The bathroom was the eye of the tornado, and we walk out of it together in silence, down the hall in silence. It’s too dramatic to say we’re new people, but I can’t help but notice something’s changed. The air’s different. It’s a nice silence, but it feels too heavy to bear for long. My turn. Ana helped her, and now it’s my turn.
“So, I was looking koalas up on Wikipedia the other day, and get this - rampant chlamydia.”
“Ew!” Ana wrinkles her nose. “What?”
Out of the
corner of my eye, I see Bianca smile again, small.
Maybe things will change, maybe they won’t. Maybe promises will be kept. Maybe this is friendship. Maybe it isn’t. But maybe none of that matters.
Maybe all that matters is that smile, right now.
We don’t talk about the bathroom incident, after that.

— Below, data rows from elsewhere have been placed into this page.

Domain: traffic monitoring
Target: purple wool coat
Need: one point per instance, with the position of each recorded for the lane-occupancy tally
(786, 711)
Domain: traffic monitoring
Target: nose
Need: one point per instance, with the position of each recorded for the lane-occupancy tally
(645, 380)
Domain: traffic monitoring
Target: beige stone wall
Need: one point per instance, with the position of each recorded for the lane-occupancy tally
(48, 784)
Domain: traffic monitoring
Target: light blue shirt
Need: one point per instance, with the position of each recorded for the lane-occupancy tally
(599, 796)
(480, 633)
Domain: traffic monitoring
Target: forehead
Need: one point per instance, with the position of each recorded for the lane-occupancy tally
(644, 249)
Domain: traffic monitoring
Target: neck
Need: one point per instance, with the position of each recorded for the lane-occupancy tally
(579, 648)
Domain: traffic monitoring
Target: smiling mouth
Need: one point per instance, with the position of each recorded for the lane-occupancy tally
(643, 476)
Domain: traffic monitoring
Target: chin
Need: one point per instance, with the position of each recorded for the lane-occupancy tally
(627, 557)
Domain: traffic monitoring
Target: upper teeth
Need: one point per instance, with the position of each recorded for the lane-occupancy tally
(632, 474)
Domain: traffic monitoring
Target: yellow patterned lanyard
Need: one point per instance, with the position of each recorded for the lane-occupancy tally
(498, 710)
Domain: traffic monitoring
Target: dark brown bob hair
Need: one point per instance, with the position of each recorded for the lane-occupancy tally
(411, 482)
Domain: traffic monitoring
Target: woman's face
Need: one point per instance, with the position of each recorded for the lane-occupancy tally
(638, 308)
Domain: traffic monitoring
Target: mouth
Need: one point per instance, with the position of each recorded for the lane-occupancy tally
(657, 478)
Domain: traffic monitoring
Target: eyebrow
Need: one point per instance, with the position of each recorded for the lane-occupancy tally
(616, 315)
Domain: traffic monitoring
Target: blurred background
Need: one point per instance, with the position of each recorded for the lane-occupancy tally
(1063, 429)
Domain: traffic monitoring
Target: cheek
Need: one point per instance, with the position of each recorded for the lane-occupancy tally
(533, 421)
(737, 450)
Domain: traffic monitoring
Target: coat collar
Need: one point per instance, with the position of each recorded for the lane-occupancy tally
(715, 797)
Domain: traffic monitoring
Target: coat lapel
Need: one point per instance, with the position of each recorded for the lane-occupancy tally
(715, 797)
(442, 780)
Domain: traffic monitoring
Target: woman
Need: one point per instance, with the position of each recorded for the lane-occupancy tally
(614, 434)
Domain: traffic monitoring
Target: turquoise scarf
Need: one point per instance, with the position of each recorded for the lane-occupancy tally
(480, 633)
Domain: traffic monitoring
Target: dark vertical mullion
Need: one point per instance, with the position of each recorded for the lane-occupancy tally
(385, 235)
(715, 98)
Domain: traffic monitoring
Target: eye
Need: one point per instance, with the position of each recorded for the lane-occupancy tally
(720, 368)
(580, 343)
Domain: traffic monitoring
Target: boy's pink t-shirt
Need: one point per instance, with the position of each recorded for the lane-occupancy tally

Because what would we even say? What would we even talk about? Blood? Pain? Things nobody wants to touch with a twenty-foot gilded pole, especially not in the sober light of day. It doesn’t need to be talked about, maybe. Not immediately, anyway. I explained to Ana the next morning that, honestly, the only one who can bring it up is Bianca, and that’s only if she wants to. We can’t force anything. Ana agrees, but I catch her at breakfast reading through her phone - an article on how to support someone going through self-harm. She closes it quickly when Bianca arrives, though, covering it with the cheery chirp of ‘I had the craziest dream about elephants last night!’.
We eat, we talk.
Life keeps going on, no matter how much red there was.
I, Lilith Pierce, happen to hate rating people. But I happen to hate free cucumber-and-mayo tea sandwiches way less.

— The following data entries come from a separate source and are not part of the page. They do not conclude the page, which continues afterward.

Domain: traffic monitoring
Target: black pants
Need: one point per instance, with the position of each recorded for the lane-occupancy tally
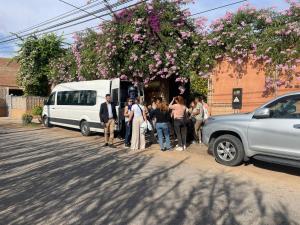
(180, 129)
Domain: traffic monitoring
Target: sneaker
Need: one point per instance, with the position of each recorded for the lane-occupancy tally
(179, 149)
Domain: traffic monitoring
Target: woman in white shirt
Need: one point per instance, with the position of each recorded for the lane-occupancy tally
(137, 116)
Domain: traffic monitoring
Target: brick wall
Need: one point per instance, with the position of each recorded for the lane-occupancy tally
(225, 78)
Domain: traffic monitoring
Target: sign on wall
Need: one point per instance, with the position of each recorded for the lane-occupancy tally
(237, 94)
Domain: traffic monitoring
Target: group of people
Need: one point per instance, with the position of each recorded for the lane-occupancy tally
(159, 119)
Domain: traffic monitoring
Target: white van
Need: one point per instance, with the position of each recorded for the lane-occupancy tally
(77, 104)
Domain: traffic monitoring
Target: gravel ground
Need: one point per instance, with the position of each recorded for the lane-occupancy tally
(56, 176)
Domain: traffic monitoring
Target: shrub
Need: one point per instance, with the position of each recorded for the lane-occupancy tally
(37, 111)
(26, 118)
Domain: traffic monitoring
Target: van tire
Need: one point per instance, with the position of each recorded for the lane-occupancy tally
(46, 122)
(228, 150)
(85, 128)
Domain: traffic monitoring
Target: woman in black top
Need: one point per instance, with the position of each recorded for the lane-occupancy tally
(161, 113)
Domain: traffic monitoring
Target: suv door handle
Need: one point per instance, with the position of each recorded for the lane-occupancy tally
(296, 126)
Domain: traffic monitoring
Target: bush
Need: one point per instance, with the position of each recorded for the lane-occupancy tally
(37, 111)
(26, 118)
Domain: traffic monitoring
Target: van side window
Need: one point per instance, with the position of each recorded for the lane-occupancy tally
(51, 100)
(286, 108)
(87, 98)
(115, 96)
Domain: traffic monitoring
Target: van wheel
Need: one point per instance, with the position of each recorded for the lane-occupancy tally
(46, 122)
(228, 150)
(85, 128)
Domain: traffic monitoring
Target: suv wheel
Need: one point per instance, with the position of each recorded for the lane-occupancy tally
(228, 150)
(85, 128)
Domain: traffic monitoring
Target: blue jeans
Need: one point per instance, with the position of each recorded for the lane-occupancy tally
(163, 130)
(128, 133)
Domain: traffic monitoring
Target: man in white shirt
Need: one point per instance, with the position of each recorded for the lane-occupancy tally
(108, 116)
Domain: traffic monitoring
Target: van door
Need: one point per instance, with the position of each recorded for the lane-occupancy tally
(51, 107)
(115, 96)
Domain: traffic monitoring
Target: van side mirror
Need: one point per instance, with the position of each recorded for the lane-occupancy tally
(262, 113)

Not mayo, Chunhua corrects me. Clotted~ cream~.
“Whab does thab eveb meab?” I mutter through a cheekful of bread and a lip-smear of cream. “Did it get clotted up in the cow’s titty, or something?” I swallow and look at her with utter horror. “Am I eating tit clots right now?”
“No, no,” Chunhua waves her hand. “It’s like, milk that’s been baked in the oven. Or something.”
“Oh. Phew. Dodged a bullet then.” I pick up a fresh sandwich in each fist. “But like hell I’m gonna dodge these next two.”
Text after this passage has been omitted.